Longe de figurarem como tipos puros, estes grupos descrevem tendências assumidas

pelas práticas de si dos adeptos deste movimento. Para aprofundar sua compreensão, vamos

cotejar estas práticas com duas formas históricas de escrita relevantes para a cultura de si dos

estoicos: os hypomnemata e as missivas.

2. A escrita de si: breve genealogia

A história das práticas de si é marcada por duas crenças recorrentes: a de que o

caminho para aperfeiçoar-se passa por conhecer a si; e a de que o desenvolvimento das

habilidades humanas – dentre elas a de viver bem – dependeria do esforço contínuo e do

exercício. As formas tomadas por estes impulsos constroem, historicamente, uma genealogia

de técnicas que inclui “abstinências, memorizações, exames de consciência, meditações,

silêncio e escuta do outro” (Foucault, 1992). Entre os estoicos, o aperfeiçoamento individual

aparece associado a uma cultura que incentivava o cuidado consigo, a escrita, a leitura e a

meditação.

Historicamente, diferentes práticas de si se deram sem a escrita, o que nos leva a uma

indagação sobre a função dos registros nas modalidades de exame do eu.

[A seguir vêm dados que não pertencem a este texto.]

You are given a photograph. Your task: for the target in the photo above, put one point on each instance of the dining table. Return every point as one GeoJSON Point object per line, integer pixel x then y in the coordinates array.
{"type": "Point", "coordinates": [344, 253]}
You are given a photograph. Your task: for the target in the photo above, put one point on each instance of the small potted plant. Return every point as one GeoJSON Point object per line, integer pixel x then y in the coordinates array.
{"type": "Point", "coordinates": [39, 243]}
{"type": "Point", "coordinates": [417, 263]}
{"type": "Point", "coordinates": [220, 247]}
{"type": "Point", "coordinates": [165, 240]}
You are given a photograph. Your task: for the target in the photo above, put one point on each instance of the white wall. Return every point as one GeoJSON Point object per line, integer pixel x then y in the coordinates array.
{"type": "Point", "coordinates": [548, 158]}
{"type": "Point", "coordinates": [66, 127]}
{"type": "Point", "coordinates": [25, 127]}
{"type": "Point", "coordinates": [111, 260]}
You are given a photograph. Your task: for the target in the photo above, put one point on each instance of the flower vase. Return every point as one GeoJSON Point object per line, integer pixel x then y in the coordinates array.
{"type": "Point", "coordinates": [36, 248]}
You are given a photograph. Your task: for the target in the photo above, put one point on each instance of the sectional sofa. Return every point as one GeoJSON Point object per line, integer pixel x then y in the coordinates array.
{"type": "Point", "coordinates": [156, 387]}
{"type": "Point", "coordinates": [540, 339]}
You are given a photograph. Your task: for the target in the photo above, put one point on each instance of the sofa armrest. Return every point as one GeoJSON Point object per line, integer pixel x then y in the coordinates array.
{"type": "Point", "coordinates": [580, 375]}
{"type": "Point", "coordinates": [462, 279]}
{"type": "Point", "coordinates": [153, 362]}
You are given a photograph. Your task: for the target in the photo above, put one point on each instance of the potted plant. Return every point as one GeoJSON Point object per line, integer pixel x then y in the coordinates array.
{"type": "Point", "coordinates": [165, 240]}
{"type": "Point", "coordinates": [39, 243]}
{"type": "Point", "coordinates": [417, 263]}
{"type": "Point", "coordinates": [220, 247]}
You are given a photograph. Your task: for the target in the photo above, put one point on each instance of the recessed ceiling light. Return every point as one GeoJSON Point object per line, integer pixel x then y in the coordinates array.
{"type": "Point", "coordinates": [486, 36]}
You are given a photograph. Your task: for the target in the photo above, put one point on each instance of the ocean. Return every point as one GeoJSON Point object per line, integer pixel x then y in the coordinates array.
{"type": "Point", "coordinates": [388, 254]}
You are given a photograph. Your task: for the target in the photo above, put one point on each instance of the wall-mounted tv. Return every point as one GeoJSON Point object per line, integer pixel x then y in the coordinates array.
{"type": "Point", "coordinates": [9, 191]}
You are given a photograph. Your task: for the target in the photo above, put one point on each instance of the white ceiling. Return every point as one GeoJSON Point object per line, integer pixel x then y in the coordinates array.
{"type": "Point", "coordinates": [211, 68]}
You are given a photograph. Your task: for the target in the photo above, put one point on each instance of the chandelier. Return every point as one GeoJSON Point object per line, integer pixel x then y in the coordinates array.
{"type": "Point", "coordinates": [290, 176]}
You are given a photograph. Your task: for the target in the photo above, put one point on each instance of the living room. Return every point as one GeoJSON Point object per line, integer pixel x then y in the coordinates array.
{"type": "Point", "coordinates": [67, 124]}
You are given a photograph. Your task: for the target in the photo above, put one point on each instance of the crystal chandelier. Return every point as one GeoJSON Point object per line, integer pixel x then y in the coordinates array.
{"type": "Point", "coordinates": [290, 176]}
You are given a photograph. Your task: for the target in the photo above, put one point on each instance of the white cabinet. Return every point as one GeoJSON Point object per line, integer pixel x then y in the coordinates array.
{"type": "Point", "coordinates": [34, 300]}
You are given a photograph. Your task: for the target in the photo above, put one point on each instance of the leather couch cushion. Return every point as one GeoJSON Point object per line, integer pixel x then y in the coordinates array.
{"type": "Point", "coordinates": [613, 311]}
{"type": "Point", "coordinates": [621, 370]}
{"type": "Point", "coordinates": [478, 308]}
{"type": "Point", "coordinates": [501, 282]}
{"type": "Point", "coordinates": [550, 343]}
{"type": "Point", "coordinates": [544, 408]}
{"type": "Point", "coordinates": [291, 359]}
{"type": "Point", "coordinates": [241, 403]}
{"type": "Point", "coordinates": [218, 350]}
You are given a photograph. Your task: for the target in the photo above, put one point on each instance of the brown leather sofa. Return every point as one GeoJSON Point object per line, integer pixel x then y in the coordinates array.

Segundo Foucault

(Ibidem, p. 152), a escrita vai se destacar entre as formas de objetivação de si já tardiamente,

na época imperial, nos textos de Epicteto. Para o autor (Ibidem, p. 157), a prática estaria

associada à necessidade de submeter-se ao olhar do outro: enunciar o que se é implicaria

envergonhar-se das próprias falhas, reforçando o comprometimento de afastar as fraquezas e

enobrecer do espírito. A escrita articularia, portanto, formas complementares de visibilidade:

ela seria um mostrar-se ao outro que permitiria o conhecimento de si.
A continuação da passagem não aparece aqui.